Data security and privacy have always been at the forefront of development of the Chorus platform and solutions. This will continue to be the case with the application of the General Data Protection Regulation (GDPR).
Encryption at device level
Communication between devices and the platform is encrypted end-2-end by 256-bit AES symmetric key to prevent man-in-the middle attacks and backdoors.
Encryption of travelling data
Messages are always encrypted and authenticated by Transport Layer Security (TLS) – including data transferred from the vyzVoice data stores back to the user’s browser.
Encryption at rest
vyzVoice encrypts customer data stored at rest by default, using 256-bit AES encryption, one of the strongest block ciphers available.
vyzVoice communication protocol does not rely on a direct communication between devices and the platform, but uses a secure message broker system.

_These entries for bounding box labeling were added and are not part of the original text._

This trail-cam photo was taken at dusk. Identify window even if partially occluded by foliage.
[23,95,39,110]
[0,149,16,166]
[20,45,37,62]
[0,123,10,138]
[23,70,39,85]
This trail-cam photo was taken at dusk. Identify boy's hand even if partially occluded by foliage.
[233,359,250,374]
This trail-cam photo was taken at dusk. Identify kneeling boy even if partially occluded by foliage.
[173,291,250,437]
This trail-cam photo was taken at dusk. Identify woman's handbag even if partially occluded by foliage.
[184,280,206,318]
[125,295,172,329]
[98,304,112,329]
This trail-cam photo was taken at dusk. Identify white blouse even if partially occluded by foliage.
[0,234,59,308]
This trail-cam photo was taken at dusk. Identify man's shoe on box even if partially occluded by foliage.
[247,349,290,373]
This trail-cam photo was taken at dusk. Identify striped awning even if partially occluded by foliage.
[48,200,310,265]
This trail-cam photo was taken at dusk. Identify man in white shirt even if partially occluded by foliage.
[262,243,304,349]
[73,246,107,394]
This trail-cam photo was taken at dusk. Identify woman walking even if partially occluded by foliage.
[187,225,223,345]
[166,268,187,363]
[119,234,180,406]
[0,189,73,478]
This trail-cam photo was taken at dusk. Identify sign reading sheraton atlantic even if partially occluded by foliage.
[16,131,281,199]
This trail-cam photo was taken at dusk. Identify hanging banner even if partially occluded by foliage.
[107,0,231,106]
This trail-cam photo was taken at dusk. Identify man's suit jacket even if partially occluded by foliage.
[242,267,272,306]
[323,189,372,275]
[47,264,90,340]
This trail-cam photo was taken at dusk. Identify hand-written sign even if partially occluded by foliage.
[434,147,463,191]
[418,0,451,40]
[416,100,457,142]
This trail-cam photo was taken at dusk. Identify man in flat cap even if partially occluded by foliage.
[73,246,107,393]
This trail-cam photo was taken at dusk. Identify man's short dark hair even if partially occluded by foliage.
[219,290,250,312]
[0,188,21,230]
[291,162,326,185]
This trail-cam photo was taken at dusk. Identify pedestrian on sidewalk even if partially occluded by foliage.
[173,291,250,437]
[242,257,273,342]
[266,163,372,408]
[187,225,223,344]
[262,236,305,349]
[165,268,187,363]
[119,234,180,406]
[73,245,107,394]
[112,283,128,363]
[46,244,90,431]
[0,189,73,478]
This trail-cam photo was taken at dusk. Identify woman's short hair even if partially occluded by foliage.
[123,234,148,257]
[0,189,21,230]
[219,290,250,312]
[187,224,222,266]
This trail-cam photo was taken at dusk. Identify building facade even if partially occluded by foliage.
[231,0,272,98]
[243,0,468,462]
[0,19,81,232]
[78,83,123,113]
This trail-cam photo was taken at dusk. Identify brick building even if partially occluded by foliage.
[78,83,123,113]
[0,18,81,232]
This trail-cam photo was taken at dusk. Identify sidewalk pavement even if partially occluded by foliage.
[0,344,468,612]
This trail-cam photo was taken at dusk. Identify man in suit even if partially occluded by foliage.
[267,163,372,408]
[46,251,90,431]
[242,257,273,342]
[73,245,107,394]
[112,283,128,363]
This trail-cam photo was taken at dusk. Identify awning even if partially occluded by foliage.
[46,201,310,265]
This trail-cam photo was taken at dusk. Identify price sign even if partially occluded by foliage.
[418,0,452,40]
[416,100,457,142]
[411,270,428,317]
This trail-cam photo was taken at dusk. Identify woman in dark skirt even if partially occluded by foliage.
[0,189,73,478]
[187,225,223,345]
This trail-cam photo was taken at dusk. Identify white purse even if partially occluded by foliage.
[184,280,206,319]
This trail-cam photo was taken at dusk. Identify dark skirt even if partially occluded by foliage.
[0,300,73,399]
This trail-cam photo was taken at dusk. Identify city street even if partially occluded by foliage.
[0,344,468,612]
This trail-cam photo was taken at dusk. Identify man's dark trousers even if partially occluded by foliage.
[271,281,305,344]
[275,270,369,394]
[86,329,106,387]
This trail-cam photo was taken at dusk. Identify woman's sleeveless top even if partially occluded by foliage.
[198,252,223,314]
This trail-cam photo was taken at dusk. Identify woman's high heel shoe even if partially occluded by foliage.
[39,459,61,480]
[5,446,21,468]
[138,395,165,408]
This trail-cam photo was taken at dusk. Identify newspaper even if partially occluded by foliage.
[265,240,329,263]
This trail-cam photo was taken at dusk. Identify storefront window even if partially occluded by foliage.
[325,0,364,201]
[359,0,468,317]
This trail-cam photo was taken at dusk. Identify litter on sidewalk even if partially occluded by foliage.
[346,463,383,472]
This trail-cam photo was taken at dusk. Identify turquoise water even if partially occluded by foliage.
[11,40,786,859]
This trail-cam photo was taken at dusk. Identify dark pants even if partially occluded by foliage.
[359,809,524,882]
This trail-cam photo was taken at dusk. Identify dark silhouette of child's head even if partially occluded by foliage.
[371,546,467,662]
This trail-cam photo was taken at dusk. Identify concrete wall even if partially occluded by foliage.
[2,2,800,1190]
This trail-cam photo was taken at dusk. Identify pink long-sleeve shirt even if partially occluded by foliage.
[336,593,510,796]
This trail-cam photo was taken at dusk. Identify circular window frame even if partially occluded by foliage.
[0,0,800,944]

Through the gateway dispatcher, customers can define which datapoints and registers are exposed and ensure that data can only leave the premises if they have granted consent.
The vyzVoice communication protocol accepts only a pre-defined set of authorized commands to prevent it from exposing features of the underlying protocols.
Private Cloud instance
Without losing the scalability and flexibility of the cloud, Chorus can be deployed in a dedicated cloud instance, with a site-2-site VPN restricting the access to your data to within your premises.
User Access Management
Integrated user authentication and authorization controls ensure full security in access to the platform and data.
In our own operations, we also apply stringent data protection practices.
At vyzVoice, internal policies and processes are designed and implemented to secure customer, company, and employee information. In all cases involving personal data, our policies and procedures adhere to the privacy and security standards of the GDPR.
We have built a strong information security culture within vyzVoice. Starting at initial company orientation, all employees participate in regular on-going training on data privacy and security. Policies and procedures are reviewed and reinforced regularly ensuring best practices are observed and the GDPR respected.